13 November 2008

The Baader-Meinhof Complex

I grew up in the 1970's, the era of the Red Brigades, the Japanese Red Army and the Red Army Faction. Growing up in Belfast, though, the news was dominated by the actions of our home-grown terrorists factions. Over the years the seemingly endless stream of television programmes and films about the violence in Northern Ireland generated outrage and anger and accusations of sympathy for terrorists.

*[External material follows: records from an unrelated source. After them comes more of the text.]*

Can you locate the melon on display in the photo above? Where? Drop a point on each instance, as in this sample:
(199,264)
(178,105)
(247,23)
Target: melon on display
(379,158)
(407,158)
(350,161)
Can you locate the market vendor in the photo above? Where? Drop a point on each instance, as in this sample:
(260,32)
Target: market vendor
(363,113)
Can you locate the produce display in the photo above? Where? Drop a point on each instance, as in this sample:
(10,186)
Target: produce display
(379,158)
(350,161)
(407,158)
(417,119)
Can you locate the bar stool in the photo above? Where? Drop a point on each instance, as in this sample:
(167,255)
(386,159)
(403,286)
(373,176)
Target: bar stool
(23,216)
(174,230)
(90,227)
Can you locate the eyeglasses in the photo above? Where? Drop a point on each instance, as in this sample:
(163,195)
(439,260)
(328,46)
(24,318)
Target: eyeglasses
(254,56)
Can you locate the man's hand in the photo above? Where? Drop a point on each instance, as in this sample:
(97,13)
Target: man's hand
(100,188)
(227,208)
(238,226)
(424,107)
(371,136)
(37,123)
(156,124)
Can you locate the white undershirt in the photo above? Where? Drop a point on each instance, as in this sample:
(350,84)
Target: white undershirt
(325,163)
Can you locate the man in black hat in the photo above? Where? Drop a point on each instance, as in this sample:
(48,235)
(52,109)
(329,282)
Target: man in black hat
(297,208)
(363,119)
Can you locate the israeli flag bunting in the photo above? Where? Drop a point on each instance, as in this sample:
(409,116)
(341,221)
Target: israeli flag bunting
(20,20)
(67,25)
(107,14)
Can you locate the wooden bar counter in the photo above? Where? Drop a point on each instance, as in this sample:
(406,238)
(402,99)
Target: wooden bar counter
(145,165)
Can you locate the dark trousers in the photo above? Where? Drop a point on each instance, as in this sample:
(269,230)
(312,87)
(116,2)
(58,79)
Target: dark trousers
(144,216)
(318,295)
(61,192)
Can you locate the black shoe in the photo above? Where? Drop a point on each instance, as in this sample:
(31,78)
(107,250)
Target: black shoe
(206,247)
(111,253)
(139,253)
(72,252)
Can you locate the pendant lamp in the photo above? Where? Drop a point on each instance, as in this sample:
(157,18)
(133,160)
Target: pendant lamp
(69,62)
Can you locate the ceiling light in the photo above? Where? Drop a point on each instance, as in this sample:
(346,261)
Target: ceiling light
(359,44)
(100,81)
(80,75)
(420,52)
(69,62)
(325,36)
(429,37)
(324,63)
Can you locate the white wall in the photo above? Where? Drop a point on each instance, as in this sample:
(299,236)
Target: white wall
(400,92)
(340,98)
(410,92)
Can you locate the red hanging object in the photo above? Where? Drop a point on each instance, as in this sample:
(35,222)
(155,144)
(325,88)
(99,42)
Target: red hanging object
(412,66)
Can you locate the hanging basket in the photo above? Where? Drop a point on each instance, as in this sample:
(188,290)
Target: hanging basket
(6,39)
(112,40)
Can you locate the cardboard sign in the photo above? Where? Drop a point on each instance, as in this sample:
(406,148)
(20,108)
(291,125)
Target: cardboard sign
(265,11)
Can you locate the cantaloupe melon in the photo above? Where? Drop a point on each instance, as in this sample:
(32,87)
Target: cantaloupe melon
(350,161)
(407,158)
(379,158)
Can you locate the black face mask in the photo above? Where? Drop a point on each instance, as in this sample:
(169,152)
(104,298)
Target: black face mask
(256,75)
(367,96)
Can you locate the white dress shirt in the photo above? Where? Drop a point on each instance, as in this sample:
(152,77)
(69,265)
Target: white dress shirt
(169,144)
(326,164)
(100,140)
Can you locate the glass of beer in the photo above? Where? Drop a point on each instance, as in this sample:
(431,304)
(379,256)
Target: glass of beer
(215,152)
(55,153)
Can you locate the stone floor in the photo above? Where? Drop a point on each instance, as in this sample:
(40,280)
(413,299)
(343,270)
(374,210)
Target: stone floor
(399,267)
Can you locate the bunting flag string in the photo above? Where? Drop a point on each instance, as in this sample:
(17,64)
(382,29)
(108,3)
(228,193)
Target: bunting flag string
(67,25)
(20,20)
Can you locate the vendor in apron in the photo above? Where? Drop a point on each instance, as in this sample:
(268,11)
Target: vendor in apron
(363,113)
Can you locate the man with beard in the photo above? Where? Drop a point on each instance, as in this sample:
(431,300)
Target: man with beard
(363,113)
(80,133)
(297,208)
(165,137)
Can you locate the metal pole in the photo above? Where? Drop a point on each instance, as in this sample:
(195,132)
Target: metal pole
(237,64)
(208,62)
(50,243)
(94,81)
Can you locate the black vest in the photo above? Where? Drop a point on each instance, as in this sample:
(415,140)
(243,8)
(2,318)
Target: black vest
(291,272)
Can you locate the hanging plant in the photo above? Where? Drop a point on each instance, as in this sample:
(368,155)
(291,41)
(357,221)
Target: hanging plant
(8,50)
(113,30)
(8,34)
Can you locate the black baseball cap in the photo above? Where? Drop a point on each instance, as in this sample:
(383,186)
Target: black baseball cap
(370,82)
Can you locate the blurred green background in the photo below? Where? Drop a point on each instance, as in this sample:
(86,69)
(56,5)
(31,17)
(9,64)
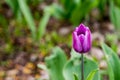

The recent release of a German film telling the story of the Red Army Faction - the Baader-Meinhof Gang - has created a similar response here in Germany. Here is how Spiegel summarised the debate shortly after the film's release:
Amid accusations its makers are guilty of "hero worship" and glorifying murderous activists with "terrorist-chic," a new German film that recreates the dramatic history of 1970s terrorist gang the Red Army Faction (RAF), is becoming a lightning rod for impassioned protests from spouses and children of those killed by the group.
Not everyone is hostile. Jörg Schleyer, whose father was kidnapped and murdered, welcomed the film:
"You see how my father's chauffeur and another passenger in the car were just slaughtered," he said. "It hurt me to watch it but it is the only way to make clear to young people how brutal and bloodthirsty the RAF was at the time."
The unease the film has created is not surprising. 1977, the year Hanns-Martin Schleyer was kidnapped and murdered, is no so long ago. Who knows what sympathies many of the generation now in their 50's held thirty years ago when they were in their 20's.

Here's what Suddeutsche Zeitung (quoted in Spiegel) had to say thirty years on from Germany's 'Autumn of Terror' in 1977.
This RAF was a criminal product of the decay of '68 generation, who demanded an explanation from their parents, a guilty plea and atonement for the crimes of National Socialism. It grew out of a generation that wanted to reclaim moral integrity for itself. But with the kidnapping and murder of Schleyer, this integrity was perverted. The RAF shot Schleyer in a Gestapo- and SS-like manner. With the photos of the humiliated man…these fanatical moralists proved that they were self-righteous executioners.

The longer the hostage crisis lasted, the more bitterly those who saw these images fought alongside the victim - independently of one's political beliefs, age or generation.

In these images, you see the hubris of a few dozen people, who saw themselves as the violent executors of history who had declared war against the state. These photos did not unmask 'the System;' they exposed the RAF. They brought to a conclusive end the hidden warm sympathies felt for the RAF among parts of the left. Moreover, the Schleyer photos destroyed the self-righteous morality of the post-war generation; it froze the pose of arrogance.
English speaking viewers will get a chance to judge the merits of the film for themselves when it opens in the UK and Irleand (though not in Northern Ireland) tomorrow. There is also a trailer for the film on the website.